Mabe: It is hard to say what true impact tariffs are playing or will play on pricing, but for now, we are seeing some of the best market pricing that we have seen in years. Our subcontractor bid response is up, and the numbers are very competitive. At the same time, we are getting constant news from vendors and subcontractors about the potential impact of tariffs. So far this “impact” hasn’t been defined or quantified, but it is warned against almost daily.

Markham: While tariffs and material cost fluctuations are a reality in today’s market, our integrated approach helps significantly de-risk the process for our clients. We have a unique line of sight into how and where materials are sourced—and how potential tariffs may impact product availability or pricing. Our team proactively monitors global supply conditions and aligns project planning with current and anticipated realities. This level of integration gives owners and operators the cost and schedule assurance they need, even in uncertain economic conditions.


Dennis Markham
Innspace

What are some of the other challenges you are facing this year?

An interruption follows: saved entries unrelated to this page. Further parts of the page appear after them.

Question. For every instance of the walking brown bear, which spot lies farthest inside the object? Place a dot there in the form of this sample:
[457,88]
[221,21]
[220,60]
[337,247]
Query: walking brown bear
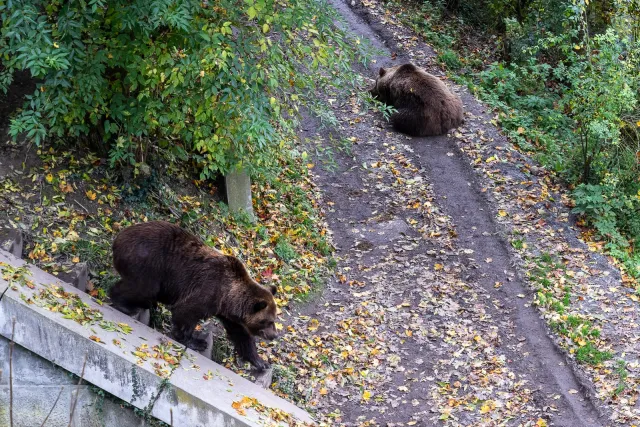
[160,262]
[424,104]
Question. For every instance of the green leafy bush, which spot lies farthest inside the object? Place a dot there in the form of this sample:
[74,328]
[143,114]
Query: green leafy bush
[215,82]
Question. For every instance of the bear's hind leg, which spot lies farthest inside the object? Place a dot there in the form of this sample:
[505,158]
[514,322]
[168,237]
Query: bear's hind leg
[244,344]
[408,122]
[123,298]
[184,323]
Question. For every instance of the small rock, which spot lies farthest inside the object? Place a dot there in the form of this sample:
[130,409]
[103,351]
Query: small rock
[264,378]
[144,317]
[81,273]
[12,242]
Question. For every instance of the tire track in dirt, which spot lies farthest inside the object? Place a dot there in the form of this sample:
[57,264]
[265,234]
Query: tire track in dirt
[524,336]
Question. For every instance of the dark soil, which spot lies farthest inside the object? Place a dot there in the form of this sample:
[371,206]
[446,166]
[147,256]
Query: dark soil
[394,261]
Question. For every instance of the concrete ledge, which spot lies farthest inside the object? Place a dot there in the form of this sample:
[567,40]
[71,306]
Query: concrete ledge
[141,367]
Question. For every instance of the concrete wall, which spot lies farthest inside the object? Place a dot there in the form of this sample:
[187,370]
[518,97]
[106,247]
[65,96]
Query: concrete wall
[36,385]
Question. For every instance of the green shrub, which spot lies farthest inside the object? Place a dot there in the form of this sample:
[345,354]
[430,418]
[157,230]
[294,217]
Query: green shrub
[217,82]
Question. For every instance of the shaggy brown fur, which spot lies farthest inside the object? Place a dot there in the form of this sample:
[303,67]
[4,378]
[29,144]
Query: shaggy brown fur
[160,262]
[425,105]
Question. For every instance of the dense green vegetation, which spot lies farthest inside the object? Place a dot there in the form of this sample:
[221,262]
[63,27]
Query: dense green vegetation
[564,77]
[217,83]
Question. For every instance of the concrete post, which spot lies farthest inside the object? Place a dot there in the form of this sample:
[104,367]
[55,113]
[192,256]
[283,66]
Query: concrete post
[238,185]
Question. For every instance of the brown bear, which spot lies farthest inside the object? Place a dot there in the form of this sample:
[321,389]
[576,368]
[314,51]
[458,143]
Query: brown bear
[424,104]
[160,262]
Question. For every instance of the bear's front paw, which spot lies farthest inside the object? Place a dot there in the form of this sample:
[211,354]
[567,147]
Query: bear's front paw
[260,364]
[197,344]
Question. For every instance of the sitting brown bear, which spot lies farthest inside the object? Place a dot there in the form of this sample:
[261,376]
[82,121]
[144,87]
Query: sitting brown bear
[424,104]
[160,262]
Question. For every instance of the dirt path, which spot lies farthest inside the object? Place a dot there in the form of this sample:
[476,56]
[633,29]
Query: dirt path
[430,304]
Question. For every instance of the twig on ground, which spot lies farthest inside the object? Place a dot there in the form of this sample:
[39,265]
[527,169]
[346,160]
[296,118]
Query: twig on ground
[75,398]
[79,204]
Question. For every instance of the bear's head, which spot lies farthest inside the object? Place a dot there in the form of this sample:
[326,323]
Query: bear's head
[253,303]
[380,89]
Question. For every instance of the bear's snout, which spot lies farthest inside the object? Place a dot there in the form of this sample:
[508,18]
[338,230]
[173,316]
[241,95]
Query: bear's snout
[269,333]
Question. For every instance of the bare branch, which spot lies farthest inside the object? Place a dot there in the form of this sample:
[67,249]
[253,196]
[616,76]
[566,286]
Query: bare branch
[54,405]
[11,345]
[75,398]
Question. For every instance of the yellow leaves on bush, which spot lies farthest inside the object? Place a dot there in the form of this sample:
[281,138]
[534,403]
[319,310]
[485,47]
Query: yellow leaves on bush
[241,405]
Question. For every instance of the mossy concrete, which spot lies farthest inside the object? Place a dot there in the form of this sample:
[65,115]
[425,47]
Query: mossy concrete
[197,391]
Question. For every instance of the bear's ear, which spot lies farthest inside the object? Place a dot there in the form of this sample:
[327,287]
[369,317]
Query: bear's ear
[260,305]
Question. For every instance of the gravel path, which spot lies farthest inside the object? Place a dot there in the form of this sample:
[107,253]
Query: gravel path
[431,320]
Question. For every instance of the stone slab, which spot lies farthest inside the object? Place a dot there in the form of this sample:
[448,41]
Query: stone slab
[113,366]
[32,404]
[238,186]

Flight: The industry is facing familiar challenges, such as inflation, labor shortages, regulatory hurdles and supply chain volatility. If pressed to identify our greatest concerns, labor shortages and economic uncertainty stand out as they significantly impact both timelines and pricing across all sectors. None of these challenges are new, but they continue to evolve, requiring vigilant attention for effective cost control. But, again, these issues are all solvable, and we are confident the industry will successfully navigate around them.

Mabe: Uncertainty around tariff pricing and stubbornly high interest rates have caused developers to react slowly to getting projects kicked off. We have spent a lot of time pricing potential projects, and even when the pricing is in the preferred range, the projects are still slow to move forward, leading us to believe interest rates continue to be very impactful.

Markham: Labor availability continues to be a factor in certain markets, and we’re also seeing persistent pressure around lead times for key materials. However, because our team manages design, procurement and construction, we’re able to adjust quickly when supply or labor variables shift.

Navigating evolving brand standards and ensuring alignment between ownership goals and brand expectations is another challenge. We’re well-positioned to facilitate those conversations early and avoid costly rework or delays. Our focus remains on delivering clarity, predictability and value throughout the project lifecycle.